From a legal perspective, cross-border transactions are contractual agreements between parties residing in different jurisdictions. In such transactions, it is crucial for parties to comply with regulatory requirements and applicable law stipulated in the contract. There are mainly three types of cross-border transactions: Financial transfers, trade transactions and investments.
Now, when it comes to these transactions, there are key considerations, that can be outlined as:
- Regulatory and Legal Compliance: it is well known that each country has its own regulations governing cross-border transactions. So it is crucial for both parties to be aware of these set of rules when engaging in an international transaction.
- Legal Framework and Jurisdiction: You should always make sure, when drafting a contract with a party residing in another country to determine the applicable law, or treaty in some cases. It is also very important to determine which jurisdiction should intervene in case a litigation occurs. Let’s not forget about the importance of considering arbitration as a dispute resolution mechanism, as it proves a confidential setting where details of the case are not disclosed to the public, it saves a lot of time due to its speed of resolution and finally it costs way less than litigation as a dispute resolution mechanism.
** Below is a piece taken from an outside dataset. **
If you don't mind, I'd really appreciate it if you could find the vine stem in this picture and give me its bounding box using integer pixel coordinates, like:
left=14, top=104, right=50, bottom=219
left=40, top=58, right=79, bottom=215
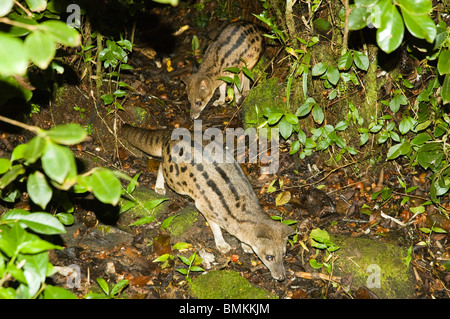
left=0, top=115, right=42, bottom=135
- Tax Implications: Transactions by U.S. taxpayers in other countries are generally referred to as “outbound transactions”. Now, if you’re involved in a cross-border transaction, you should necessarily: pay attention to tax structures in both countries involved, utilize DTAs (double taxation agreements and finally the applicable treaties. This way, you could avoid liabilities. However, criminal liability could occur in some cases, as an example, a U.S. company fails to properly structure its transactions with a foreign subsidiary, resulting in violation of transfer pricing rules. The IRS imposes significant penalties and back taxes for not complying with arm’s length pricing requirements.
- Currency related risks: In simple terms, currency fluctuations, in other words, exchange rates that can vary. That’s why it’s important to consider the cost implications of multiple currencies.
Due Diligence: In this case, we’re talking about “international due diligence”. In other words, parties should, before delving into an international arrangement, be aware of the legal, financial, and commercial health of the transacting party. In this case, seeking legal help is crucial, in the sense that an attorney could help you investigate and verify the target company’s financial records, contracts, regulatory compliance, litigation history, etc. And that will help identify potential risks and legal issues to avoid. To illustrate the importance of due diligence, here is a case that could have been avoided if legal help was sought, a client purchased goods from an unverified seller who offered suspiciously low prices led to serious legal consequences. The seller was part of a drug trafficking organization using legitimate-seeming transactions to launder illicit funds. The purchaser was charged with conspiracy to commit mail fraud for participating in a scheme that involved selling stolen goods and using the mail system to facilitate fraudulent activities. This highlights how transacting with unknown entities without verification can result in criminal charges, even if the purchaser had no definitive knowledge of the goods’ illegal origin.